Methanogenesis can exist in most anaerobic environments, but it becomes the major process when other electron donors such as nitrate, Fe(III), and sulfate are depleted. We sampled regularly downhole to below the predicted depth of the BSR to quantify methanogenesis in the sediment. Most of the methane bound within marine gas hydrate is of biogenic origin (Appenzeller, 1991), which implies that the sediment associated with gas hydrate may consist of microbial communities dominated by methanogens. The Hole U1327A LWD data (see "Downhole logging") indicated that gas hydrate might be widely distributed above the BSR. Therefore, methanogens closely associated with gas hydrate were expected to be present in this deep sediment. We started an enrichment culture experiment for methanogens with these sediment samples (see "Enrichment cultures" in the "Methods" chapter). Across this gas hydrate–bearing zone, Samples 311-U1327C-16X-4, 60–75 cm (128.2 mbsf); 22X-3, 115–130 cm (184.1 mbsf); and 28X-4, 40–55 cm (232 mbsf), were used for methanogen enrichment culture studies. In postcruise experiments, we will examine the correlation between among the rates of methanogenesis and a range of other sediment properties such as direct cell counts, phylogenetic analysis, geochemical analyses of methane gas concentrations, and IW chemistry. Samples were prepared for shore-based experiments in which sediments will be heated to in situ temperatures for measuring total methane production and estimating organic compounds utilized in methanogenesis.

Gas hydrate was inferred to exist in the cores recovered from this site, and whole-round core samples spatially associated with IR thermal anomalies were collected (see "Physical properties"). The emphasis in sample processing was to work as quickly as possible without compromising microbiological integrity of the samples by minimizing warming of cores above in situ formation temperatures and minimizing exposure to oxygen. Subsamples for DNA analysis were removed immediately from the center of the whole-round core and stored at –80°C. All other cores were kept at 4°C and left undisturbed in core liners until processed.

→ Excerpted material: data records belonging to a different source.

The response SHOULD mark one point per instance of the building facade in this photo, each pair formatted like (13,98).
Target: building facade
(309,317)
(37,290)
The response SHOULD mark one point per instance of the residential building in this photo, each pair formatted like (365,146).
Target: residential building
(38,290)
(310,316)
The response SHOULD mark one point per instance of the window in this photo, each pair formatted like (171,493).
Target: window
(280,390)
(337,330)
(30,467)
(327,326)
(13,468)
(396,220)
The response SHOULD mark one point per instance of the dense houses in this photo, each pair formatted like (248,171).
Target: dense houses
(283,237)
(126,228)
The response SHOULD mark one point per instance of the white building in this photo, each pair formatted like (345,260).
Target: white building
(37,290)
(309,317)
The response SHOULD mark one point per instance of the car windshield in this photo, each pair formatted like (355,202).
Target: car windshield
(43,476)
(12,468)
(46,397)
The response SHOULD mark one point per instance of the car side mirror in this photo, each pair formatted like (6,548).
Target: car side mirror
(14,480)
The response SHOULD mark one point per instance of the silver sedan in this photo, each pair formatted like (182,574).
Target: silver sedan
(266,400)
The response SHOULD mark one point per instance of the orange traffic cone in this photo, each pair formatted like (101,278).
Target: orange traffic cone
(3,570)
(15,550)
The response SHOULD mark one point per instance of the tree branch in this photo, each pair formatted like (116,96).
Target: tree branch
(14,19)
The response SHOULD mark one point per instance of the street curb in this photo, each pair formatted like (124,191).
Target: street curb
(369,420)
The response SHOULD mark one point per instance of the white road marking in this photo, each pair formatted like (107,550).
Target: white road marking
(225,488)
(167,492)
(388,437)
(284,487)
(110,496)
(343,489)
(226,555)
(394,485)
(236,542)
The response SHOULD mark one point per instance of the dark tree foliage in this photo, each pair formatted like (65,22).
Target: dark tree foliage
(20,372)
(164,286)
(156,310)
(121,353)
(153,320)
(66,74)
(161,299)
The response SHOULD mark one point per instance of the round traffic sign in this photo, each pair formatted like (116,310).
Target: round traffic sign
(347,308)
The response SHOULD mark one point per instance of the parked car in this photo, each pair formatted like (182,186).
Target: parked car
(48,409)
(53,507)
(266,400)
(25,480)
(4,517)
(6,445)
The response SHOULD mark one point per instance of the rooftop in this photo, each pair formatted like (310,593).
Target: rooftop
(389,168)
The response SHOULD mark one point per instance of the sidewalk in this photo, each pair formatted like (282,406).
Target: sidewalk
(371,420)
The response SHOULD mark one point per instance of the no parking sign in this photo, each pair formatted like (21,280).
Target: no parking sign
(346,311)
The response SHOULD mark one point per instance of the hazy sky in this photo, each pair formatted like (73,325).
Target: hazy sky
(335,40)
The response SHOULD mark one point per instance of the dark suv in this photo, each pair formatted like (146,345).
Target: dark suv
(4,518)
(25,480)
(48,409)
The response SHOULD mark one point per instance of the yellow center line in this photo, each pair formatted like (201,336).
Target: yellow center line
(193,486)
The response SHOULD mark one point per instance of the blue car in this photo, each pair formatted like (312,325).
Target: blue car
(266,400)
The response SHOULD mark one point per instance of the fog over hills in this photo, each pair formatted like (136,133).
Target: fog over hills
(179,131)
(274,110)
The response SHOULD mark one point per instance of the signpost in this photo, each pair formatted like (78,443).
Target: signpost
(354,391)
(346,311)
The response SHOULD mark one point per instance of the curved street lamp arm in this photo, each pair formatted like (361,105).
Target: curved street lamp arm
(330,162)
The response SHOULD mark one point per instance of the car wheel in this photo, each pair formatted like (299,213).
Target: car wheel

Processing of samples from Hole U1327C was conducted in the hold deck reefer on the JOIDES Resolution.

Contamination tests

Perfluorocarbon tracer

Samples for perfluorocarbon tracer (PFT) and fluorescent microsphere analyses were conducted on the whole-round cores in the reefer. Each of the analyzed cores had ~5 cm3 subsamples taken from outer and inner portions for gas chromatograph analysis as described in "Microbiology" in the "Methods" chapter. We found that the contamination level of the samples at this site was less than that at Site U1329 (Table T9); however, we may still be detecting apparent PFT contamination in samples processed in the reefer from PFT-contaminated air.

Fluorescent microspheres

Comparison of paired samples collected from the edges and centers of cores for fluorescent microsphere penetration are summarized in Table T9. Microscopic analysis of the outer portion of the core showed detectable numbers of microspheres of 104 microspheres/g of sediment, whereas numbers were generally below the detection limit of 100 microspheres/g in samples taken from core interiors.

Shipboard analysis

Samples were taken from the top (interval 311-U1327C-1H-1, 0–10 cm) and bottom (interval 35X-2, 5–15 cm; 297.05 mbsf) of the sedimentary section for inoculation of enrichment cultures targeting high pressure–adapted heterotrophic and sulfate-reducing microorganisms. Samples were maintained at low temperature, and dilution series were inoculated to culture for microorganisms at 55.1 MPa and 4°C. Cultures for sulfate reducers were prepared in the anaerobic chamber and were fed formate, acetate, or lactate as a carbon source.